Abdelhak Najib a publié en 2014 son premier roman dont le titre s’égale à une trouvaille géographique qui situe le roman dans un lieu de nulle part, à savoir les territoires appartenant exclusivement à Dieu. Ce choix est d’ores et déjà battu en brèche le long des 250 pages d’un roman dense et compact : Les Territoires de Dieu. La connotation religieuse et sacrée débouche in fine sur un discours on ne peut plus blasphématoire qui donne, soudainement, sur l’inanité et la vacuité, emblématisées conjointement par une fresque foisonnante des personnages archétypaux dont l’existence est à la fois éparse et tragiquement inéluctable.

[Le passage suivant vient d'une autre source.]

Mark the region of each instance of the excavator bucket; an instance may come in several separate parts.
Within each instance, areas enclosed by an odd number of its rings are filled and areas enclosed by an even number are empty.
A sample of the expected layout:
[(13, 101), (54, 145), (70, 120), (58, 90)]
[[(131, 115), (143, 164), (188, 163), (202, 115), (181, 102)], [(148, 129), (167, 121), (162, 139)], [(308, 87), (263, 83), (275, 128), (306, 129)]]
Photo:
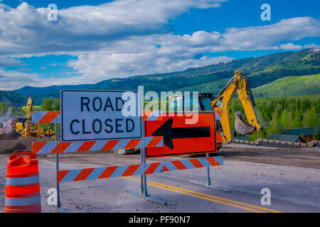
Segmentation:
[(241, 111), (235, 114), (235, 129), (242, 135), (250, 134), (255, 131), (255, 127), (251, 126), (242, 117)]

En effet, le tragique s’illustre par un procédé narratologique à même de traduire ce tohu-bohu énonciatif dans lequel baigne la trame, à savoir la polyphonie intensifiée jusqu’à l’ambiguïté. Tout comme le thème de la déperdition qui structure le récit, en filigrane, voire en douceur empoisonnée.

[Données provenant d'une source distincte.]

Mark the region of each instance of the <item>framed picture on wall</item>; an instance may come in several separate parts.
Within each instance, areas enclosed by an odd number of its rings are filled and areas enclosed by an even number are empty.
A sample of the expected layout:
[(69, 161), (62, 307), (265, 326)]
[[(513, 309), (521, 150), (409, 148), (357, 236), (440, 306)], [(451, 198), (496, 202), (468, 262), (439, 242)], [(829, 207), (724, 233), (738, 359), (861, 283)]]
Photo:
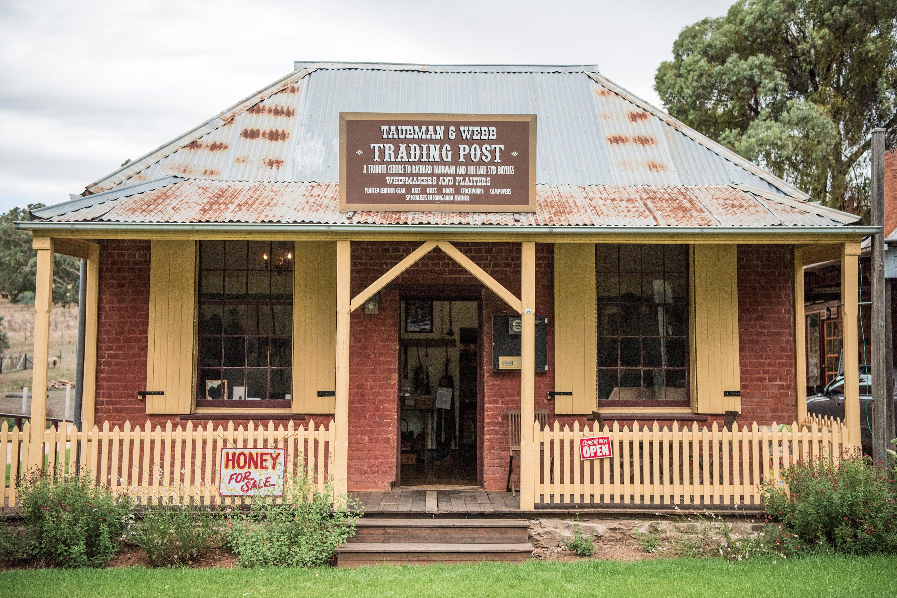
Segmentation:
[(433, 332), (433, 302), (408, 300), (405, 302), (405, 332)]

Néanmoins, le profil du narrateur-personnage reste polymorphe et subtilement insaisissable. C’est un roman à vocation picaresque, une initiation à l’envers, où le sacré se trouve carrément profané et le grossier côtoie le mystique. C’est, encore plus, une plaidoirie au profit des bannis, des exclus et des parias, érigés toutefois en saints et prophètes dans des territoires où Dieu est un grand nonchalant et absentéiste. Dieu, nous dirait le « je » narrateur et personnage, s’abstient d’intervenir dans la misère quotidienne des petites gens, comme s’il n’était nullement intéressé par ce territoire de no man’s land délaissé et délibérément écrasé par cette transcendance écrasante. Le néant est en effet cette entité récurrente qui se cache cyniquement derrière un malaise collectif sempiternel. Le héros de ces Territoires est placé sous le signe de l’errance et de la rébellion. Il est dévergondé, hirsute, sadique, amoral, mais paradoxalement épicurien, bon vivant et fidèle à son quotidien ingrat, versatile et fastidieux. Ce «je» immensément cultivé, féru de littérature et de philosophie, s’engage dès l’entrée de jeu à relater la vie de ces hommes qui ont peuplé les coins perdus de son passé, ces hommes et femmes qui ont bercé son enfance.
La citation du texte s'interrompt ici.